Before his stint at Park High School in Minnesota, basketball wasn’t really on Pharrel Payne’s radar. But on Thursday night, the Texas A&M junior forward/center’s presence on the court at Ball Arena was as large as he is — all six feet, nine inches of him.

His emphatic alley-oop on a lob from senior guard Wade Taylor IV with 4 minutes, 23 seconds left in the first half of the fourth-seeded Aggies’ 80-71, round one NCAA tournament victory over No. 13 Yale was just the appetizer for the level of pain he inflicted on the Bulldogs all night.
He finished the game with three jams, 25 points and 10 of the Aggies’ 37 boards. Thursday night was his first personal NCAA tournament appearance after two years at Minnesota.
“The first time I had dreams of coming to the NCAA tournament was probably high school,” Payne said. “That’s when I really started playing basketball and started to understand it. I feel like my friends kind of pushed me, because I was that one kid that was super tall compared to everybody else. They were like, ‘You kind of have to do something with it.’ So they forced me to play basketball. I’m thankful for having those friends, and I love them.”
The Aggies, certainly, are grateful for the daunting presence he’s added in the post — something they sorely needed. Prior to his NCAA tournament debut, he had been netting 9.4 points per game and 4.9 rebounds per game.

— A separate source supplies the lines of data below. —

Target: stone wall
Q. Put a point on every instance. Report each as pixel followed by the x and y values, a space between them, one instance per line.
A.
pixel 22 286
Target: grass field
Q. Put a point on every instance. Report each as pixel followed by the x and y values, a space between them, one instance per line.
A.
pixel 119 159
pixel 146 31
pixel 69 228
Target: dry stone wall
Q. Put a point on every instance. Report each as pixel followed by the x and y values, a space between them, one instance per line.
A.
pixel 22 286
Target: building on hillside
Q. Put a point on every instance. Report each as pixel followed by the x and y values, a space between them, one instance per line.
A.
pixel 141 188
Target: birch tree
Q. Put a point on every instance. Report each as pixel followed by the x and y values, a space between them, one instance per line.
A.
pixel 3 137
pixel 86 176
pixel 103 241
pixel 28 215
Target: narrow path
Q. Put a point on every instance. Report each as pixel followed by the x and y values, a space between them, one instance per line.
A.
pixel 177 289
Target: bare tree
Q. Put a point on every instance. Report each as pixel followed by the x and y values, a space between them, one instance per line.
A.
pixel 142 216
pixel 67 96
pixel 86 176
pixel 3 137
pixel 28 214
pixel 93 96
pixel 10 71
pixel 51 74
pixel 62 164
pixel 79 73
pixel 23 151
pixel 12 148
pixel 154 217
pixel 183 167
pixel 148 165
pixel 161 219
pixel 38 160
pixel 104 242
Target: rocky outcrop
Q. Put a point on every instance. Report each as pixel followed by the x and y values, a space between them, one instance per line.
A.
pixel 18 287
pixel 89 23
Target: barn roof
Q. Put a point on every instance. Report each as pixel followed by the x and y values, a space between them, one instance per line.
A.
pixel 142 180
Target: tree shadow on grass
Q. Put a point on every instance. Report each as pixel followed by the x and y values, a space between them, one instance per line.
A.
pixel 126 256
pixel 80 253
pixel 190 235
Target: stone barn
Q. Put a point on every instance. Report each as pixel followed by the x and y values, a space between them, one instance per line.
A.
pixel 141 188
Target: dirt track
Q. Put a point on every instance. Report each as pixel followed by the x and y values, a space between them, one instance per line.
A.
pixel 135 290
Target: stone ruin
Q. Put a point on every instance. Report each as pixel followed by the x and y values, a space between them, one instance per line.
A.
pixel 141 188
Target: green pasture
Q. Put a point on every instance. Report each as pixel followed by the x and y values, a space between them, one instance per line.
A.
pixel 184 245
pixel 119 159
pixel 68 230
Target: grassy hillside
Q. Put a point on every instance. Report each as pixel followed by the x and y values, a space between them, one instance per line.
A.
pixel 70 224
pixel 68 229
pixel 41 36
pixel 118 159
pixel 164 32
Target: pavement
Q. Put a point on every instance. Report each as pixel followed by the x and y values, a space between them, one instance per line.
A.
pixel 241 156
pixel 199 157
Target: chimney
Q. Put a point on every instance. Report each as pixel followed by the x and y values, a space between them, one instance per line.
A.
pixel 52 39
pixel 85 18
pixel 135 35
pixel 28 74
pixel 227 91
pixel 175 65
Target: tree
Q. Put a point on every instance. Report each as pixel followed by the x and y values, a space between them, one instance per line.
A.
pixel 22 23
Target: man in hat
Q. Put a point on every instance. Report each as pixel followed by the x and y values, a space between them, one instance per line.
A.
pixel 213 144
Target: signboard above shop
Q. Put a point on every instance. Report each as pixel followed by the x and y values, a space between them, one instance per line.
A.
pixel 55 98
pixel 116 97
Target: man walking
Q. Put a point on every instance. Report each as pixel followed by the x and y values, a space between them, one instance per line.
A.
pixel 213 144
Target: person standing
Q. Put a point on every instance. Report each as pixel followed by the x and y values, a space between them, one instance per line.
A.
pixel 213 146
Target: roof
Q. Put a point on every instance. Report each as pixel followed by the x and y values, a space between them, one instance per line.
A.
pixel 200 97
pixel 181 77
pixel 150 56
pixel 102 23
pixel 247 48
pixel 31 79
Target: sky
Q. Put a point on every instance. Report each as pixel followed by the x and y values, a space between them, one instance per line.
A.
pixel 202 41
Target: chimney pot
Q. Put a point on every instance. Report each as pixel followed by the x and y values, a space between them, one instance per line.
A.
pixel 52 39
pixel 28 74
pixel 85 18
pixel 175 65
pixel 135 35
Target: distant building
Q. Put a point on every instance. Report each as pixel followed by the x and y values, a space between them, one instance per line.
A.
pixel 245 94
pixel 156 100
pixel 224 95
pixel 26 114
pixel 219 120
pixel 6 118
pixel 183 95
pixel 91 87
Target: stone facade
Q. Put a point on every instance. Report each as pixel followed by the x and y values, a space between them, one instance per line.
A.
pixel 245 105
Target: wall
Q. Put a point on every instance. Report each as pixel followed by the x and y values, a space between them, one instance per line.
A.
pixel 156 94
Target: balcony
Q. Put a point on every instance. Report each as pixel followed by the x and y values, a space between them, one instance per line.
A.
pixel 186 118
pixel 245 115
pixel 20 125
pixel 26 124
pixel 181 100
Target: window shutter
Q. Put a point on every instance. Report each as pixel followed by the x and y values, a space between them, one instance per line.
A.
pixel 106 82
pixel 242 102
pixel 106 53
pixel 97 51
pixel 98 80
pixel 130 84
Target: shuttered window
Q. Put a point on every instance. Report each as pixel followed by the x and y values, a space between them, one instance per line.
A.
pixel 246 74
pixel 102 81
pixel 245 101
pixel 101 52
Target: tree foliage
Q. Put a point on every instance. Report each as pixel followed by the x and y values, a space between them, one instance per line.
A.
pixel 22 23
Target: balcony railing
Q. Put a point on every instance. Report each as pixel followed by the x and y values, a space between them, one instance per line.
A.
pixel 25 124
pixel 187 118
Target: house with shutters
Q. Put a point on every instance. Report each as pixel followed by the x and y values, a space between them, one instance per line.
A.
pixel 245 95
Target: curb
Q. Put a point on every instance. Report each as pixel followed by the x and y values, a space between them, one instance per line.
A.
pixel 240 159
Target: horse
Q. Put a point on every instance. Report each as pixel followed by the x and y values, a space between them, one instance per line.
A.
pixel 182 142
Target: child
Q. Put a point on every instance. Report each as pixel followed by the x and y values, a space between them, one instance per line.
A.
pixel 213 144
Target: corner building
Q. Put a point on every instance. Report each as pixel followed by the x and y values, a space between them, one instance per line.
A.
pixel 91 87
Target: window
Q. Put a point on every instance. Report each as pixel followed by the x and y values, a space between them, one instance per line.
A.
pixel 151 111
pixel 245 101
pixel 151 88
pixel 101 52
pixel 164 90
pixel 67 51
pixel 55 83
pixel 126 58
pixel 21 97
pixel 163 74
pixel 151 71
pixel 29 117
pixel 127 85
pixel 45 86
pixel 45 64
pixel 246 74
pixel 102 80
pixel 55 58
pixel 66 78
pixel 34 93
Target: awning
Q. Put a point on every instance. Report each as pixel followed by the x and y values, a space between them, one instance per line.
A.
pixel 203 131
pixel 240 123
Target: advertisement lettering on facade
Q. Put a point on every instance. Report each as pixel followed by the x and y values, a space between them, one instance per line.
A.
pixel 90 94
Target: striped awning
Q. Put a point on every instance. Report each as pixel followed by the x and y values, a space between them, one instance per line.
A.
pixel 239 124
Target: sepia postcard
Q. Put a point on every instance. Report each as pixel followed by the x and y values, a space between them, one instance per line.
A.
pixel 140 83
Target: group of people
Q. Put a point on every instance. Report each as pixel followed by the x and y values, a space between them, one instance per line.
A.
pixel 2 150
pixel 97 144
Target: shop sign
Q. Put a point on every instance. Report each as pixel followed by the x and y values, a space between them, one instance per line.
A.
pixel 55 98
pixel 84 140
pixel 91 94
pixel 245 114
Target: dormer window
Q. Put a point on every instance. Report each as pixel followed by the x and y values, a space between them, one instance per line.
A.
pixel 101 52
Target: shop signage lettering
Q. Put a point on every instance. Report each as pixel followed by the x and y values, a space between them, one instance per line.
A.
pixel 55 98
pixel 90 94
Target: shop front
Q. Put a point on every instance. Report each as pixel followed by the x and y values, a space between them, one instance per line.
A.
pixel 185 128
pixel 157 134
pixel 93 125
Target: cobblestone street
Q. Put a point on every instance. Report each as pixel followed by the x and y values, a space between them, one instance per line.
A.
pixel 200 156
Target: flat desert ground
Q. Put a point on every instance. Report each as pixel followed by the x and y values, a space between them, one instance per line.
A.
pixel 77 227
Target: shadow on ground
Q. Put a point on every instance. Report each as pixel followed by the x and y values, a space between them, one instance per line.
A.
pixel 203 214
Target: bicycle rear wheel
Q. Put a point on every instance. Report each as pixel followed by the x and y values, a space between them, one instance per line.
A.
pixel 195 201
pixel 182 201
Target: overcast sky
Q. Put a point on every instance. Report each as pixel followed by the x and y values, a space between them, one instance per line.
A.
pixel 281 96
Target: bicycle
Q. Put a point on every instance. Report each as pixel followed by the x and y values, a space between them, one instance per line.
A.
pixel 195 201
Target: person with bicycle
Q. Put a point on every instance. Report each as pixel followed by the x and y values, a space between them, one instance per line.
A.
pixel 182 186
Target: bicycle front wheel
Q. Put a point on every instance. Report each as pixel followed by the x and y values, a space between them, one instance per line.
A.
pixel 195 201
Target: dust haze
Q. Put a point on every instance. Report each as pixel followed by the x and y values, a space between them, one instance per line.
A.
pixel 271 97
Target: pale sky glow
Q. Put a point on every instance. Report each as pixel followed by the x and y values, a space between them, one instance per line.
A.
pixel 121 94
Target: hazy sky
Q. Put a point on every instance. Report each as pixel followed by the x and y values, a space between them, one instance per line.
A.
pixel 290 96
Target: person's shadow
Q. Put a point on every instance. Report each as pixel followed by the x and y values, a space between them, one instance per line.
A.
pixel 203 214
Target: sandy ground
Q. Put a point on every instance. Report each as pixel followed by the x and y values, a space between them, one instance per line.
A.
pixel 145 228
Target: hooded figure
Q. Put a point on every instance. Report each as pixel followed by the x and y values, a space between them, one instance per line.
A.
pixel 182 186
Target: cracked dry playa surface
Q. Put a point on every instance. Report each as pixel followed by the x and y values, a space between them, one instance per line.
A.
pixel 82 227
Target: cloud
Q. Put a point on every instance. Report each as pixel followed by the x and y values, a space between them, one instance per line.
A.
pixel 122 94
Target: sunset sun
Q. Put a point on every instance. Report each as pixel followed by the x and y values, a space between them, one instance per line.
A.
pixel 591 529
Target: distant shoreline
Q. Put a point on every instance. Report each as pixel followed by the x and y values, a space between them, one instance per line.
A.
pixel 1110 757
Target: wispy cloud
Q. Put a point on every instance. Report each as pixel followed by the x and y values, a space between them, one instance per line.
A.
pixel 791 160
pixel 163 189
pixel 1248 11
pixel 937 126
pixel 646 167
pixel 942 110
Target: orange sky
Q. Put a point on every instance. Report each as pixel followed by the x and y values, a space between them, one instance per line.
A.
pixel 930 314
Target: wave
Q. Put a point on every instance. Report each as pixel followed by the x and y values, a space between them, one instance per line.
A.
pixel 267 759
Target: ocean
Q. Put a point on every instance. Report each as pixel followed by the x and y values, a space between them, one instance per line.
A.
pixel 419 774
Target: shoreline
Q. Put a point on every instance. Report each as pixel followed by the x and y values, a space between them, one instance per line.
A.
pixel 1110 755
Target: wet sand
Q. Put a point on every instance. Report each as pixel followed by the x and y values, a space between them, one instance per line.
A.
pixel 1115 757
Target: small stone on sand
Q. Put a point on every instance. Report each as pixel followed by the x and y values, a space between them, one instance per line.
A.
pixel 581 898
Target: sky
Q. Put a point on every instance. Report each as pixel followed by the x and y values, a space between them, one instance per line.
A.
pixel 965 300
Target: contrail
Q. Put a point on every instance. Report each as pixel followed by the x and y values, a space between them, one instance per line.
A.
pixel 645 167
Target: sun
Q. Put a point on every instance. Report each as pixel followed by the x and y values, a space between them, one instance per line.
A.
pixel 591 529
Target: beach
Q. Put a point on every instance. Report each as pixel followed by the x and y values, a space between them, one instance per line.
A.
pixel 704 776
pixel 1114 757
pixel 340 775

He played a vital role in catalyzing the Aggies’ offense in their 40-29 first-half lead, especially for a team that, according to Joe Lunardi prior to the contest, was “clearly the worst shooting team from a power conference in the tournament, ranking 317th in effective field goal percentage.”
The Aggies finished the game shooting 51.7% from the field (31 of 60), and outrebounded the Bulldogs by a 37 to 29 margin.
Maybe it was something in the thin, 5,280-foot air that helped Payne rise to the challenge.
“He gives us a presence at the rim, on both sides of the ball,” head coach Buzz Williams said. “I think that allows some mistakes to happen on occasion defensively because we know that he’s going to be behind us. And I also think even when we’re not, quote, running a play to throw it to him, when the play that we run not to throw it to him doesn’t work, he’s always a pressure release that allows, potentially, a non-play to work just because of his ability to score at the rim.”
Williams first recruited Payne out of high school, but the big man chose to stay close to home. He looked for a change after two years with the Gophers that saw him averaging 10 points per game in 2023-24 and 8.2 in 2022-23.
Williams was the first coach to reach out on “the first day (the transfer portal) was open, the first morning,” according to Payne, and that just added to his excitement about joining a program he had passed over two years earlier.
Taylor wouldn’t let the opportunity pass the Aggies by again. He remembers watching Payne’s highlights in Williams’ office and texted him “We need you” as soon as he entered the portal.
Williams has reveled in the growth that Payne has made from the high schooler who hardly had college hoops on his radar. Now, he’s a large reason why Texas A&M will move into Saturday’s second-round matchup against either No. 5 Michigan or No. 12 UC San Diego.
“He’s as pure of a human being that’s his size in the country,” Williams said. “I met him going into his senior year when nobody was recruiting him. He is and was very unfamiliar with college athletics at this level. He’s never backed up. He’s never been resistant. He has yearned to continue to improve. We’ve been able to coach him with great intensity because he wants to be really good.”